Le vice-gouverneur pensa qu’il y avait dans tout cela quelque chose de contradictoire, et il le dit ensuite à son ami le podestat. Mais cette discussion en resta là pour le moment, probablement parce qu’il sentait que le lieutenant Griffin ne faisait que se servir de ce qu’on pourrait appeler un argument national, le gouvernement anglais protestant constamment qu’il était impossible de distinguer un peuple de l’autre dans la pratique de la presse, quoique rien ne l’offensât davantage que d’entendre dire qu’il y eût entre eux la moindre analogie au moral ou au physique.

Le résultat de cette discussion fut néanmoins que les deux fonctionnaires adoptèrent, quoique fort à contre-cœur, l’opinion du lieutenant anglais, et convinrent que le lougre ne pouvait être que le corsaire redouté, connu sous le nom du Feu-Follet.

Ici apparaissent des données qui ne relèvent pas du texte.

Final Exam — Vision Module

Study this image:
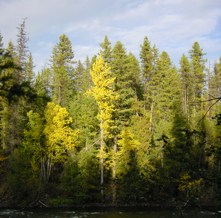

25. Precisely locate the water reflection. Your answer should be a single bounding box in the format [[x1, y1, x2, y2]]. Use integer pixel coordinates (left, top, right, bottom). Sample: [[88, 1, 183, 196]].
[[0, 209, 221, 218]]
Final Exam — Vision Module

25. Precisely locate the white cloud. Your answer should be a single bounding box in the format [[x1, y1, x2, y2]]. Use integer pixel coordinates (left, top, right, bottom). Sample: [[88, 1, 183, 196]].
[[0, 0, 221, 70]]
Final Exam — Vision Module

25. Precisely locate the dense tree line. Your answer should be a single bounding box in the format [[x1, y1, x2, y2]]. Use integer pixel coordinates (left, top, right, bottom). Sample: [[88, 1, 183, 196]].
[[0, 20, 221, 206]]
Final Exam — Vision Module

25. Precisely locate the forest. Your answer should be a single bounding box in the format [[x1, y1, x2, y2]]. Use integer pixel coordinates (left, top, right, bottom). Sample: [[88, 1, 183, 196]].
[[0, 20, 221, 207]]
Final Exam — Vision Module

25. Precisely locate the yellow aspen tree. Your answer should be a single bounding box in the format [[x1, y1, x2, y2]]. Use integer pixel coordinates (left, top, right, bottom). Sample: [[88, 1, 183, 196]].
[[88, 55, 118, 199], [44, 102, 78, 181]]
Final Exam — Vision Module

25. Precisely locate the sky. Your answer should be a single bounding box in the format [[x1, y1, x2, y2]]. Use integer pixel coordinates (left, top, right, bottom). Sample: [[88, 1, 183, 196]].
[[0, 0, 221, 70]]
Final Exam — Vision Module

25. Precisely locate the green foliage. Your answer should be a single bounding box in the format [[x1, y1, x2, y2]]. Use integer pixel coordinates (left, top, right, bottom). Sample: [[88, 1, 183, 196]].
[[0, 27, 221, 206]]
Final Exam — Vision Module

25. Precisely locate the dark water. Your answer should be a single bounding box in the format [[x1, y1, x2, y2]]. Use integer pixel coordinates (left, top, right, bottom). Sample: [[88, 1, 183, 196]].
[[0, 209, 221, 218]]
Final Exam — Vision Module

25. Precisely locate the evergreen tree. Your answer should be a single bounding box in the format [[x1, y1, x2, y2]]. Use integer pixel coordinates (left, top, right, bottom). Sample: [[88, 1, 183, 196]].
[[190, 42, 206, 104], [51, 34, 74, 106], [16, 19, 28, 83], [180, 55, 194, 120], [25, 53, 34, 85], [99, 36, 112, 64]]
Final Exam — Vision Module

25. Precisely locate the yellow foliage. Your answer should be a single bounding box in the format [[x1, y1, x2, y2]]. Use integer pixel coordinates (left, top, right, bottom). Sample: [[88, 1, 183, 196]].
[[44, 102, 78, 160], [87, 55, 118, 137]]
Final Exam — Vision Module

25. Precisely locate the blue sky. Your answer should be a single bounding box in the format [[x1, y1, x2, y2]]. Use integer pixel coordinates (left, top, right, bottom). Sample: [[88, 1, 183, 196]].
[[0, 0, 221, 70]]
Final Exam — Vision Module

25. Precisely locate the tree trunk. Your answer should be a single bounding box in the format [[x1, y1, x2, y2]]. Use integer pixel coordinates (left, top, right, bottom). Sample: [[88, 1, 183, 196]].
[[100, 121, 104, 202]]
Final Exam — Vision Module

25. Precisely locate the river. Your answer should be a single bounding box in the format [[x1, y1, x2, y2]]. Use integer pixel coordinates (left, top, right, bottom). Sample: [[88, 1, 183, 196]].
[[0, 209, 221, 218]]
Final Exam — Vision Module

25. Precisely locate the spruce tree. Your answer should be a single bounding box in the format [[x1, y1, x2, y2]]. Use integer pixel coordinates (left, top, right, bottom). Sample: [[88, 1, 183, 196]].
[[51, 34, 74, 106], [179, 55, 194, 120], [190, 42, 206, 105], [99, 36, 112, 64]]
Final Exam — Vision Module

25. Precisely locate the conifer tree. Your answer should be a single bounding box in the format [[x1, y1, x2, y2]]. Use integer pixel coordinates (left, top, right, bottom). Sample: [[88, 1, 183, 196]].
[[190, 42, 206, 108], [16, 19, 28, 83], [99, 36, 112, 64], [180, 55, 194, 120], [25, 53, 34, 85], [51, 34, 74, 106]]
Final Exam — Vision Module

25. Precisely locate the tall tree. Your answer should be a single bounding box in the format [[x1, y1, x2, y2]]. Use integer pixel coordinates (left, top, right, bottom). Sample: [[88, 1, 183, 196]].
[[99, 36, 112, 64], [51, 34, 74, 106], [190, 42, 206, 109], [179, 54, 194, 120], [25, 53, 34, 85], [89, 55, 118, 200], [16, 19, 28, 83]]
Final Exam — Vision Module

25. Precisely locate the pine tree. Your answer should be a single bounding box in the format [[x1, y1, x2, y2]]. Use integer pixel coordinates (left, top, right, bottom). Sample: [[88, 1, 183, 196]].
[[190, 42, 206, 104], [51, 34, 74, 106], [25, 53, 34, 85], [179, 55, 194, 120], [16, 19, 28, 83], [99, 36, 112, 64]]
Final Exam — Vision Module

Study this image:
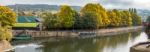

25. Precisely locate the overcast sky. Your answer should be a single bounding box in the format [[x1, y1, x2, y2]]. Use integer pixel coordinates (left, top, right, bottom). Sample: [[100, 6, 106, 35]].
[[0, 0, 150, 9]]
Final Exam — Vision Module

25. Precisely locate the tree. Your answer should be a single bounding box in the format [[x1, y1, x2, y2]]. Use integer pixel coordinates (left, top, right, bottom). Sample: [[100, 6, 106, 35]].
[[80, 13, 98, 29], [57, 5, 75, 28], [107, 11, 119, 27], [129, 8, 142, 26], [0, 6, 16, 40], [42, 12, 59, 30], [122, 11, 132, 26], [80, 3, 105, 27]]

Une fois convaincus de ce fait, la honte, la mortification et l’esprit de vengeance s’unirent à leur devoir pour les disposer à aider de tout leur pouvoir l’exécution des projets du capitaine Cuff. Il fut peut-être heureux pour Raoul et ses compagnons que le capitaine-anglais eût un désir si prononcé de prendre le lougre « en vie, » comme dit le lieutenant Griffin ; car, en changeant de place deux ou trois pièces d’artillerie, et en les transportant derrière quelques remparts naturels parmi les rochers, rien n’eût été plus facile que de le couler à fond où il était. Il est vrai que la nuit était obscure, pas assez cependant pour rendre un bâtiment tout à fait invisible à la distance où se trouvait le Feu-Follet, et la première volée aurait certainement suffi.

— Dès que toutes les parties furent d’accord sur le véritable caractère du petit bâtiment à l’ancre dans la baie, on discuta les détails de la marche qu’il convenait de suivre. Une fenêtre de la maison du gouvernement donnait du côté de Capraya, par où la Proserpine était attendue, et elle fut mise à la disposition de Griffin. Le jeune lieutenant s’y posta vers minuit, prêt à allumer des feux bleus[1] dès qu’il pourrait distinguer les signaux de sa frégate. La position de cette fenêtre convenait parfaitement au secret qu’on voulait garder ; car la lumière serait complètement cachée du côté de la ville, tandis qu’on la distinguerait parfaitement du côte de la mer ; il en était de même

  1. Dits feux de conserve.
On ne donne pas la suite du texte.